Data for Pandas exercises¶

For these, you will be referring to DataFrames instead of tables. The explanation for DataFrames is similar to tables, but other Python objects come into play a lot more frequently.

Run the cell below to load two DataFrames containing more Star Wars data.

### Run Me!!!
char_df = utils.load_object_from_publicdata('char_df')
spec_df = utils.load_object_from_publicdata('spec_df')

Successfully loaded char_df.
Successfully loaded spec_df.

char_df contains character demographic information like their name, species, gender, etc. Character names are distinct.

Nerdy aside that you can skip:
The "year" columns are lacking some information. Years in the fictional universe are relative to the events of the original film. It's similar to the western BC/AD convention. We would not be able to use these columns without a qualifier (otherwise it looks like the "Yoda" character died 892 years before he was born).

display(char_df.head())

spec_df contains summary data on the different species in the Star Wars universe.

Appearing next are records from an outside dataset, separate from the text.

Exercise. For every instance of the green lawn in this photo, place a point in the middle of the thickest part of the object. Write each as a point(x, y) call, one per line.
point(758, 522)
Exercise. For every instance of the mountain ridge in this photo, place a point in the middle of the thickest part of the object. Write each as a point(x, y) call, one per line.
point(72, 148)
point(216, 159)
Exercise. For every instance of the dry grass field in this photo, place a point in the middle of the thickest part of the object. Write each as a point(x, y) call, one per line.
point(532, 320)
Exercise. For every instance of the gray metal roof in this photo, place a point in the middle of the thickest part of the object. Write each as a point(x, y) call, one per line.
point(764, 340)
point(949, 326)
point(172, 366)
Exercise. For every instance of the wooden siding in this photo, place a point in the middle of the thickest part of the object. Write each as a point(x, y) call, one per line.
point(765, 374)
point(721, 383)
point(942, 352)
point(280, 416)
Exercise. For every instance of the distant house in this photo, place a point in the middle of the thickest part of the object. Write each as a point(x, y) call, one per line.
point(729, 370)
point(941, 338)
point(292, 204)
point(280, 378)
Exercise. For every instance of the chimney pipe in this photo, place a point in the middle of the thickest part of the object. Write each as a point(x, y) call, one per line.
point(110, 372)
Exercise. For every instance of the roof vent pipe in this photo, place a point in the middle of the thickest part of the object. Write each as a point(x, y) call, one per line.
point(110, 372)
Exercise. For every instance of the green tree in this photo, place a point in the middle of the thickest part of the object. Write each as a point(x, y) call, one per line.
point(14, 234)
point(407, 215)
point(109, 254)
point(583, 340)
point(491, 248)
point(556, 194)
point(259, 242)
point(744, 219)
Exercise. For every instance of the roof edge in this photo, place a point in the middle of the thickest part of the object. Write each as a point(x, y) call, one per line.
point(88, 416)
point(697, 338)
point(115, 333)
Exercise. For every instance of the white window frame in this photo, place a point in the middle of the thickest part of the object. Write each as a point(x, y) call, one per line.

It looks like the name column in this DataFrame is a potential way to link this frame to char_df by way of its species column.

display(spec_df.head())

Pandas exercise format¶

For these, you will be working directly with the Pandas objects to create outputs. This is exactly like what you see in Notebook 7 and whenever tabular data comes from something besides a DB connection.

Possible variations

Literally anything in the course aside from SQLite.

What you won't see

dfs_to_conn - this made an appearance on some prior exams. It leverages an in-memory database connection to read DataFrames into SQLite as tables. You would then be able to write a SQL query to extract it back out again into a DataFrame. The results would often diverge from a pure Pandas implementation in subtle ways due to both conversions relying on deriving things like column types, index types, etc from the data. While the exercises were solvable, the difficulty often depended on which approach students happened to start with more than we like. This utility will not be available for use on future exams, and you should not rely on it. Learn both Pandas and SQLite.

What you should not do

Attempt to create a SQLite connection.

TL;DR¶

Treat these exercises as if SQLite doesn't exist.

Exercise 1: (5 points)¶

species_count

Your task: define species_count as follows:

Determine the count of characters in char_df belonging to each classification in spec_df.

Args:

char_df (pd.DataFrame): contains character data including the 'name' and 'species' columns.
spec_df (pd.DataFrame): contains species data including the 'name' and 'classification' columns.

Returns:

pd.DataFrame: contains the following columns:
- classification (str): species classification. Each row should have a distinct value in this column.
- count (int): count indicating how many characters from the char_df are members of a species with the classification.

Hint:

There is no sorting requirement.
The char_df['species'] column relates to the spec_df['name'] column.
Characters without a corresponding entry in spec_df should not contribute to any count.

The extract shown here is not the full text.